In this blog, we will provide a brief overview of TAAR and discuss some of the main considerations. Please note that this blog offers general guidance only and does not constitute professional advice. If you are considering liquidating your company and are concerned about TAAR, we recommend that you instruct an accountant or qualified tax adviser without delay.

What is TAAR?

Most people are familiar with the term ‘phoenixing’, which refers to the practice of winding up a company – largely with the aim of escaping financial liabilities – and then setting up a new company which continues with the same activities (but under a different name). The TAAR is one of the mechanisms introduced by HMRC to combat such a practice, and to clamp down on individuals who seek to avoid tax liabilities by converting dividends into capital payments by liquidating their companies.

When does TAAR apply?

Though – as mentioned – TAAR was initially set up to tackle phoenix companies, the legislation provides scope for TAAR to apply in a much wider range of scenarios. Under TAAR, distributions that are made to individuals after 6th April 2016 will be subject to income tax if the following conditions are met:

  • If the individual receiving the payment (distribution) had a financial interest of at least 5 in the company immediately before it was liquidated (known as ‘Condition A’).
  • If the company was a close company at any point during the two years preceding the start of the winding-up process (known as ‘Condition B’).
  • If the individual who received the payment continues to be involved with activities that are the same (or similar) as those carried out by the distributing company within two years of the distribution (known as ‘Condition C’).  
  • If it can reasonably be assumed that the motivating factor – or one of the motivating factors – behind the company being liquidated is to avoid or reduce income tax liabilities (known as ‘Condition D’).
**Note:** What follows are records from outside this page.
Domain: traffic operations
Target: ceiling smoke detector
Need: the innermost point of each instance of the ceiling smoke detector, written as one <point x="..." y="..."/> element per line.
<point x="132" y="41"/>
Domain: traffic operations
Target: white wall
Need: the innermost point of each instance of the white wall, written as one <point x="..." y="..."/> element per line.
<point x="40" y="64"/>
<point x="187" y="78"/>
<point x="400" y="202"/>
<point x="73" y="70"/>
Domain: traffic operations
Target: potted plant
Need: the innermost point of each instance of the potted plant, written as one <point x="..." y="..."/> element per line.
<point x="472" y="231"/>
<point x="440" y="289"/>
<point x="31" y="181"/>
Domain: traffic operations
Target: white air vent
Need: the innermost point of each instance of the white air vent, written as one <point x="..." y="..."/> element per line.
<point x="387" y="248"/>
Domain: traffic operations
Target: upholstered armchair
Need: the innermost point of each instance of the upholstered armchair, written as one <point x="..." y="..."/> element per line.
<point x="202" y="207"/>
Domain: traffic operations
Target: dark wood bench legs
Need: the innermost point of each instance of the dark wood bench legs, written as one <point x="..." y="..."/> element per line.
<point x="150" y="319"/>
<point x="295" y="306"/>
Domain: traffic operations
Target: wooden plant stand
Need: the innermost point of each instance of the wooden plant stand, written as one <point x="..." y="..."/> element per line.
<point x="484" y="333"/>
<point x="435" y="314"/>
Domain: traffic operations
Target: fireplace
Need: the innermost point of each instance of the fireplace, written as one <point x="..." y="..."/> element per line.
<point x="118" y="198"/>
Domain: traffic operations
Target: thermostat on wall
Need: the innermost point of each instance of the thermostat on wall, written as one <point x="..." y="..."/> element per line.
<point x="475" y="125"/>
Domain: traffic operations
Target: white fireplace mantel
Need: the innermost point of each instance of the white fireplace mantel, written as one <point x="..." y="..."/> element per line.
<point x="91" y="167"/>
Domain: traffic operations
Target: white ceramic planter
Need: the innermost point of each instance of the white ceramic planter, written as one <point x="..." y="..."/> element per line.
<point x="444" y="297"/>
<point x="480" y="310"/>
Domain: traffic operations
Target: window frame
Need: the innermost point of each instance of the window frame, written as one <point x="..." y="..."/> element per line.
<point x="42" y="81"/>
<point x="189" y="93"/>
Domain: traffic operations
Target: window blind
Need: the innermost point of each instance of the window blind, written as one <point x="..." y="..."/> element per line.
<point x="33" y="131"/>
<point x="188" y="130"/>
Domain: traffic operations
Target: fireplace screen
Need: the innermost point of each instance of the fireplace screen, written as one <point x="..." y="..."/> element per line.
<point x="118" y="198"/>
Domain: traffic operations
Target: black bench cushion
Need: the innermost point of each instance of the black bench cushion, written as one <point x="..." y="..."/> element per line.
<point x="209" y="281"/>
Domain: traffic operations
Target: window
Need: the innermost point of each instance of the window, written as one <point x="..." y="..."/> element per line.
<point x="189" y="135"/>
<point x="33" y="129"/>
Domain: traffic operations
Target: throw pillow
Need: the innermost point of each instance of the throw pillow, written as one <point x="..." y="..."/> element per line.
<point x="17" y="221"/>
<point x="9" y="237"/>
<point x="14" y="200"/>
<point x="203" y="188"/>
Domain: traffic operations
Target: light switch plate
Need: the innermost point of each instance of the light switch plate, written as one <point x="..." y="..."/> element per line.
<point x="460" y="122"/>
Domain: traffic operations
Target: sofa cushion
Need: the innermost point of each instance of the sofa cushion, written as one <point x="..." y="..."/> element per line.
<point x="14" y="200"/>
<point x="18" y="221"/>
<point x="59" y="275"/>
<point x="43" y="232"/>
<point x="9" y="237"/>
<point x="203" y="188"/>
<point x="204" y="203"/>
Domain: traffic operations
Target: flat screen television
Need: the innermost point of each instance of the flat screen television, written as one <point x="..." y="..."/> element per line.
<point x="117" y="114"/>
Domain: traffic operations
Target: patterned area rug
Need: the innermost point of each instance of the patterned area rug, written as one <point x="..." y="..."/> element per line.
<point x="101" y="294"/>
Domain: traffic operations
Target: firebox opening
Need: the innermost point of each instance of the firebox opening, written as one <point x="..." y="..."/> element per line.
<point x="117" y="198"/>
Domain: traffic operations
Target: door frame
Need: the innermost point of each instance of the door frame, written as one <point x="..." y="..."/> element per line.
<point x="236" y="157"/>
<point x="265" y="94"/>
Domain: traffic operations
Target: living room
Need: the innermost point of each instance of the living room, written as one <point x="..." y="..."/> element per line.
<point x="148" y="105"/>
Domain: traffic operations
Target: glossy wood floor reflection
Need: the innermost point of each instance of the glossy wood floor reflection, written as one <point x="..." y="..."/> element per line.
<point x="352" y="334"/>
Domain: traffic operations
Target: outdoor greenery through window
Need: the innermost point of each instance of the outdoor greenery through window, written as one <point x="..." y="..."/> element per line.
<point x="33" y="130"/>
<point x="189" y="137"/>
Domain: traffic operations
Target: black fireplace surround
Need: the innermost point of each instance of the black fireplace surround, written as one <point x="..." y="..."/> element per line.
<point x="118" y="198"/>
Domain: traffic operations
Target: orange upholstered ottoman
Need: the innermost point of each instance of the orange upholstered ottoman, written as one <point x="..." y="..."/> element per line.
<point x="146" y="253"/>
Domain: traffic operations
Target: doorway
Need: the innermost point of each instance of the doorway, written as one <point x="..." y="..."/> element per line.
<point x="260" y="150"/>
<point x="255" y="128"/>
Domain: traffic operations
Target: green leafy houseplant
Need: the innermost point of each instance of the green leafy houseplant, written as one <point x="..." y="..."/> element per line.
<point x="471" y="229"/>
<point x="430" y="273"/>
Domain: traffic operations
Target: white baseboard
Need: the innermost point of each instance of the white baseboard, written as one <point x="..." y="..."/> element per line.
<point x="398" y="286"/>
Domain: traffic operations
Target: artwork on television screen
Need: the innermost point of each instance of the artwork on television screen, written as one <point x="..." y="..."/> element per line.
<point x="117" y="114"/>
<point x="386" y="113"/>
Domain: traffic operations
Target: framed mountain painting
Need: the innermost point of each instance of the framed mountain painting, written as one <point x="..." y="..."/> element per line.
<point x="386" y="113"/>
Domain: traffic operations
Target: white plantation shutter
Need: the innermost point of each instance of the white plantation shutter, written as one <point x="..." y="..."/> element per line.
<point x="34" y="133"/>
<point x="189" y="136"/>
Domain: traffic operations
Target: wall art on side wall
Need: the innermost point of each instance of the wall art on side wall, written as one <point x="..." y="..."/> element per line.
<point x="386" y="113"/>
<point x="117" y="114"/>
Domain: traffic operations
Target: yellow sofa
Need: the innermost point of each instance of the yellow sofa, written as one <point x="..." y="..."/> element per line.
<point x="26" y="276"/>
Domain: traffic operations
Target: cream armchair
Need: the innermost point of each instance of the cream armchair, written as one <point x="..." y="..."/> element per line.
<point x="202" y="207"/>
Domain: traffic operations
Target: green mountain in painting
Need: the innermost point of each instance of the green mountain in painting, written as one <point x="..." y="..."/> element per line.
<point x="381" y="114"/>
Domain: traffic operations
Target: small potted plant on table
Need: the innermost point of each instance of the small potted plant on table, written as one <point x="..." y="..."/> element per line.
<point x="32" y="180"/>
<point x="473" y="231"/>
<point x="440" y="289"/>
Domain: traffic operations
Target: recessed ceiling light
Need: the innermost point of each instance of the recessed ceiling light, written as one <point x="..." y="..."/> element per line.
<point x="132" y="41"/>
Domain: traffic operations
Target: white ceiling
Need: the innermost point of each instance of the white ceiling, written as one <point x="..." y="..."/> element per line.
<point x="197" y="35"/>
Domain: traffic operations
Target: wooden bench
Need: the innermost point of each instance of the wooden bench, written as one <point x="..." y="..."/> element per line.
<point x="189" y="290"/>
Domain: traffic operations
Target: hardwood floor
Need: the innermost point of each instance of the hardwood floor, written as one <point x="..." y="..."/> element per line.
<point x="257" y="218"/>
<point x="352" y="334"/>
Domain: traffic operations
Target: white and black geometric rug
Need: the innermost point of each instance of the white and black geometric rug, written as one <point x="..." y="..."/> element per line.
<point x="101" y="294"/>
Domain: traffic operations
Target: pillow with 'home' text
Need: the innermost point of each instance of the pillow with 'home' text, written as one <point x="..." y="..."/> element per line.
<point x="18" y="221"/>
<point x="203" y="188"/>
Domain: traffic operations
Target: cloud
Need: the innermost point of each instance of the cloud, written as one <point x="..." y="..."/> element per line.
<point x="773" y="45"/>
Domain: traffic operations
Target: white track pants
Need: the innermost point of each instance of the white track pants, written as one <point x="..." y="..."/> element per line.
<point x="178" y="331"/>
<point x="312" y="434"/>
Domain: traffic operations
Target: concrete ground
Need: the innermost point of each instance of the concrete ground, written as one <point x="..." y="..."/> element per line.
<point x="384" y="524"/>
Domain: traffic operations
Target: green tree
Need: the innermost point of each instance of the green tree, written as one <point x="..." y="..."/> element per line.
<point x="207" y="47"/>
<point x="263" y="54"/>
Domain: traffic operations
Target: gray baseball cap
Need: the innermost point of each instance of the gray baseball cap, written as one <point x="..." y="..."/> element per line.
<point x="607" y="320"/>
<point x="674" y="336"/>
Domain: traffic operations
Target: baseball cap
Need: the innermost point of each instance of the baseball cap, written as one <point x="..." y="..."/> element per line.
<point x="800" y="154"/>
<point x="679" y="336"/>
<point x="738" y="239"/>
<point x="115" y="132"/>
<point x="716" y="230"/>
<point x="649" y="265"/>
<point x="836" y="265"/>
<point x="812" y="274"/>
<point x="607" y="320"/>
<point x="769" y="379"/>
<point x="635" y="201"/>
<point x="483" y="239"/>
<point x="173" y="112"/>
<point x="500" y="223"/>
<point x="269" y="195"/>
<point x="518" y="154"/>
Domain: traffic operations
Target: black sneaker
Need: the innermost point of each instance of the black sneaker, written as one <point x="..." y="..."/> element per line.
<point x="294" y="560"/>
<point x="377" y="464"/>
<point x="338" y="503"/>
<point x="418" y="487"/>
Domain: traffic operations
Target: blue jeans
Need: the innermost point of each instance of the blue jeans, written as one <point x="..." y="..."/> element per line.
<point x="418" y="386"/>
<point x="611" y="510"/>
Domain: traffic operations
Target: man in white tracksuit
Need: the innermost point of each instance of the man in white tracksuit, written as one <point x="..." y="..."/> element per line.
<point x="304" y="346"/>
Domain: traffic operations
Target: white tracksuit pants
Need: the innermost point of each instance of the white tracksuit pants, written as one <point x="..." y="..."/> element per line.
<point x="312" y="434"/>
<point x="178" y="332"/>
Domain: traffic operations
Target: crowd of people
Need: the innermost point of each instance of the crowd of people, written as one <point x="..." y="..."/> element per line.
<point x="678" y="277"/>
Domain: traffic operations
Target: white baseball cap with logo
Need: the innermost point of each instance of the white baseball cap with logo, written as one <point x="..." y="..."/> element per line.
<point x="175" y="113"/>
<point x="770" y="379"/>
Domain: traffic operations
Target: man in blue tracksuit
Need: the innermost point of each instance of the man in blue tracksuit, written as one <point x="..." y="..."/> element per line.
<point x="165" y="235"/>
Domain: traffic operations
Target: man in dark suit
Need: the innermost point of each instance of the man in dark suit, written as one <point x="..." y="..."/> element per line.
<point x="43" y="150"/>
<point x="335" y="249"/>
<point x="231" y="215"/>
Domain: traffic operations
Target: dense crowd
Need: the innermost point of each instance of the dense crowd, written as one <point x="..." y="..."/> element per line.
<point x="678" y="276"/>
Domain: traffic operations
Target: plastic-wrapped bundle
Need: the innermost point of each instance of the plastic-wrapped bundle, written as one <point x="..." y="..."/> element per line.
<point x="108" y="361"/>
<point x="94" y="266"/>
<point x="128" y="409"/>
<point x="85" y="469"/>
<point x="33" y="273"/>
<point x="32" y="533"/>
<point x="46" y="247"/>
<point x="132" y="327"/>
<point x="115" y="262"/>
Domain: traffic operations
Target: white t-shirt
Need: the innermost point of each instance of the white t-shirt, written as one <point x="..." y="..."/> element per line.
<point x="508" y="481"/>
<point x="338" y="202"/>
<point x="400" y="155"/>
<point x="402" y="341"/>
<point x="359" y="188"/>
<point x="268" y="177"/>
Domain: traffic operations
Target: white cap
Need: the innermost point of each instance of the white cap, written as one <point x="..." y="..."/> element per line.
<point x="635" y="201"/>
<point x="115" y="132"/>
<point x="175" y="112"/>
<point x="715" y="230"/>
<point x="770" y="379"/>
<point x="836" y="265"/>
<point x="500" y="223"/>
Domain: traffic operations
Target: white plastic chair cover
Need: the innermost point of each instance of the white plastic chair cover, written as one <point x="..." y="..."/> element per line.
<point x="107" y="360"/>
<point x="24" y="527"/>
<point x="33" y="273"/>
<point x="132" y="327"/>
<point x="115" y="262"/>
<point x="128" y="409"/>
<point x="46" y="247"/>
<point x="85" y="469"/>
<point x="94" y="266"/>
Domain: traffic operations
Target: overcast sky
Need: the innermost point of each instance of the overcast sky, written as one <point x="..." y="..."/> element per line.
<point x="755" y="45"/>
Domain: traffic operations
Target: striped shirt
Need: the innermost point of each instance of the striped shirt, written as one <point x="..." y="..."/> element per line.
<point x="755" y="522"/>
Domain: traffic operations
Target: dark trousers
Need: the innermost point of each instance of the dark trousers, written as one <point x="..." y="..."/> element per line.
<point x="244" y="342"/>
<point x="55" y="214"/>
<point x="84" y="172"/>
Of the conditions cited above, it’s clear that Conditions A and B are easier to assess. Indeed, such conditions would apply to many family businesses or owner-managed companies. Conditions C and D are a little more complex, however, and certain tests should be applied in order to decide whether the company in question meets these conditions.

For example, if the relevant individual is involved in another business following the winding up of the distributing company, whether the trade of the second business is ‘similar’ or the ‘same’ needs to be considered very carefully – as does the extent of that person’s involvement. The legislation indicates that Condition C could be met in a variety of scenarios, and goes beyond the basic definition of ‘phoenixing’: for example, if a similar activity was carried out and the individual in question was not involved personally – but through a connected party or even a separate company – TAAR is likely to apply.

Things become even murkier when considering Condition D, as the wording is very open to interpretation. However, there is some guidance on the subject – and the details are fairly broad in scope. The individual’s past behaviour can be brought to bear, as well as the size of the tax advantage and any special circumstances. As such, any decisions need to be made on a case-by-case basis and with careful consideration of all relevant factors.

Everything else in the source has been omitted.